Dabei tauchen zwei spannende Fragen auf: Die erste ist kaum zu beantworten: Was ist unter den oben genannten 'Grundbedürfnissen' zu verstehen? Jeder Mensch hat andere Grundbedürfnisse und die Spanne dieser Bedürfnisse ist riesengross. Aber auch diese Bedürfnisse werden im Kopf geweckt und wirklich lebensnotwendig sind nur ca. 10% davon.

Die zweite Frage ist viel interessanter: Kann man so genügsam, abgeklärt und nachdenklich wie eine Kuh auf der Weide steht, auf einer Klippe sitzen und über das Universum nachdenken?! Ja, ich behaupte das geht. Man kann sich weitgehend passiv verhalten und sich nur auf Beobachtungen und Überlegungen konzentrieren.

Wenn man es sich finanziell leisten kann, besteht so die Möglichkeit, jeder Arbeit im oben genannten Sinne aus dem Weg zu gehen und sich nur auf die Freuden zu konzentrieren, die man sich selbst mit dem Kopf bereiten kann: Erkenntnisse, Bewußtsein, Beobachtungen, Erfahrungen und Überlegungen. Man kann seine eigenen Reaktionen in den unterschiedlichsten Situationen beobachten. Und man kann seine Umwelt erkunden und erforschen. Es kann ein durchaus lohnendes Lebensziel sein, neugierig und gespannt zu beobachten, was sich zwischen Menschen, was sich in einem Korallenriff, im Regenwald oder in einer Mikro-, Makro- oder Astrowelt abspielt: Dem Experiment Leben zuschauen, fasziniert wahrzunehmen, welche Konstellationen und Entwicklungen die Anfangsenergie mit den gesetzten Randbedingungen hervorbringt, kann wesentlich befriedigender sein, als Event-Regisseur zu spielen oder sich den Tagesablauf von den In/Out-Charts diktieren zu lassen.

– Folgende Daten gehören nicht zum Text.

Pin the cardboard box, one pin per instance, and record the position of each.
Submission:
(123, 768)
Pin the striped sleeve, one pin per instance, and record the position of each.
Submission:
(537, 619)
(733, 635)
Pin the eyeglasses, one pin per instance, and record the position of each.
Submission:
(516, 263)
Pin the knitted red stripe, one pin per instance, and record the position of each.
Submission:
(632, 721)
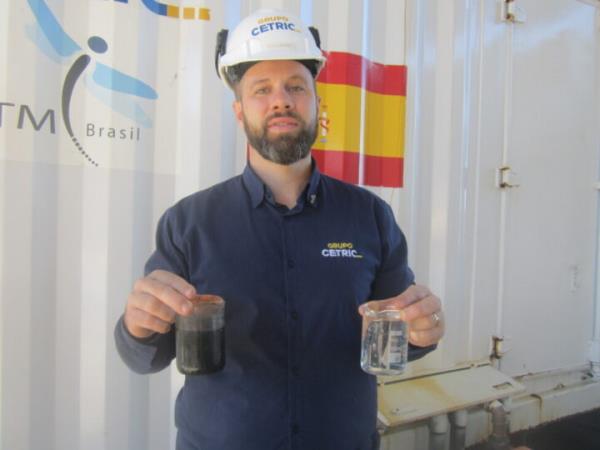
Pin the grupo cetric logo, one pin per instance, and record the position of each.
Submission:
(119, 91)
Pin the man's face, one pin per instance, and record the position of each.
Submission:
(278, 108)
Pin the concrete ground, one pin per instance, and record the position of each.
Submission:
(579, 432)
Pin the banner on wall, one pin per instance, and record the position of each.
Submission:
(91, 81)
(94, 86)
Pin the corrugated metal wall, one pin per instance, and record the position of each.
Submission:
(74, 236)
(78, 222)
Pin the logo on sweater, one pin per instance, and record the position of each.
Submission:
(340, 250)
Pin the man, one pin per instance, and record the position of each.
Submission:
(264, 242)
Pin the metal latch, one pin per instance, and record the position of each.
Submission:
(510, 12)
(505, 177)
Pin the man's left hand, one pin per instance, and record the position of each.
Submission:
(422, 311)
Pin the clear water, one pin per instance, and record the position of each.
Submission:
(384, 347)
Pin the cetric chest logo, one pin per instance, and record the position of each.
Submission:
(61, 47)
(340, 250)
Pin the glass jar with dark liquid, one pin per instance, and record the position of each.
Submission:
(200, 337)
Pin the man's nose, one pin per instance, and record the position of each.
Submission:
(282, 100)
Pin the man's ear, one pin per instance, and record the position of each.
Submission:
(237, 110)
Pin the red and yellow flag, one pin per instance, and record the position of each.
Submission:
(337, 148)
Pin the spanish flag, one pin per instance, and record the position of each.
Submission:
(337, 148)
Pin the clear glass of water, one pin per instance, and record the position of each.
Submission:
(384, 345)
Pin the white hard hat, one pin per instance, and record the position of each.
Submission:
(267, 35)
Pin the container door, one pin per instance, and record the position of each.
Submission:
(551, 147)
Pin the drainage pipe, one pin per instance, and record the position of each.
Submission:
(499, 438)
(438, 432)
(595, 343)
(458, 430)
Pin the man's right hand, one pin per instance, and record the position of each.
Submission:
(155, 301)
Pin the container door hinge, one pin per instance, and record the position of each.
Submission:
(505, 178)
(497, 348)
(508, 11)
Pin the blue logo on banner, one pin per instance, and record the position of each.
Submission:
(58, 45)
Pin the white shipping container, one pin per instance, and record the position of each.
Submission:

Man wundert sich über die Vielfalt des Lebens, der Natur und des Universums, bestaunt die unendliche Komplexität, bemüht sich um einen möglichst hohen Grad von Bewusstsein und relativiert damit seine eigene Existenz und ist mit sich im Reinen. Was kann man eigentlich mehr von diesem Leben wollen, als zufrieden und neugierig zu sein ?!

Es ist menschlich, dass man anderen Menschen zum gleichen Seelenfrieden verhelfen möchte, den man selbst meint, erreicht zu haben. Vorsicht! Dieses soziale und positive Bestreben kann sehr schnell in missionarischen Eifer und in das Gegenteil von dem umschlagen, was eigentlich gewollt ist: Bevormundung und Diktatur.

Die menschliche Geschichte ist voll von unsäglichen ‚Missionen‘ zum Wohle anderer Menschen und ein paar davon sind immer im Gange. Zurückhaltung ist angesagt. Niemand ist im Besitzt der garantiert und überall wirksamen Rezepte. Viel vernünftiger ist es, völlig verschiedene Varianten davon im Kopf durchzuspielen. Das habe ich gerade gemacht und es hat einen unschätzbaren Vorteil: Es macht Spass, aber es tut keinem weh!